Патронов у него было довольно. Успеть бы все извести.
Коля сказал:
– Пусть у тебя не болит голова, товарищ капитан. Дай мне две пушки, и я тебе покажу, как это делают люди.
Весь расчет зависел от Володьки Харитончука. Но тот был точен до секунды, и фашисты в вездеходе услышали взрыв именно тогда, когда было надо, и стали тормозить соответственно; не сразу, но резко, – и развернуться не успели, потому что из-под небольшой кучи соломы при дороге поднялся Коля – в каждой руке по «парабеллуму», – спокойно подошел и спокойно «показал, как это делают люди».
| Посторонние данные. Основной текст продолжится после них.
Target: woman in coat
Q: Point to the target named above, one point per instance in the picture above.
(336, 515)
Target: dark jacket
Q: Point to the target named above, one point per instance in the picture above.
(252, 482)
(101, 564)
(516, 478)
Разведчики окружили вездеход, вытаскивали трупы фашистов, натягивали на себя их куртки и каски.
Капитан Сад обнял Мхитаряна.
– Прощай, Норик! Не давайся им живым. Графа не потеряйте.
– Прощай, брат! Будь спок, джан, я им тут устрою полнокровный филиал центрального берлинского кладбища.
– Не давайся им живым!
– Прощай!..
Вездеход сорвался с места, спокойно вкатился в зигзагообразный проход в баррикаде – и помчал по дороге, оставляя за собой высоченный султан пыли.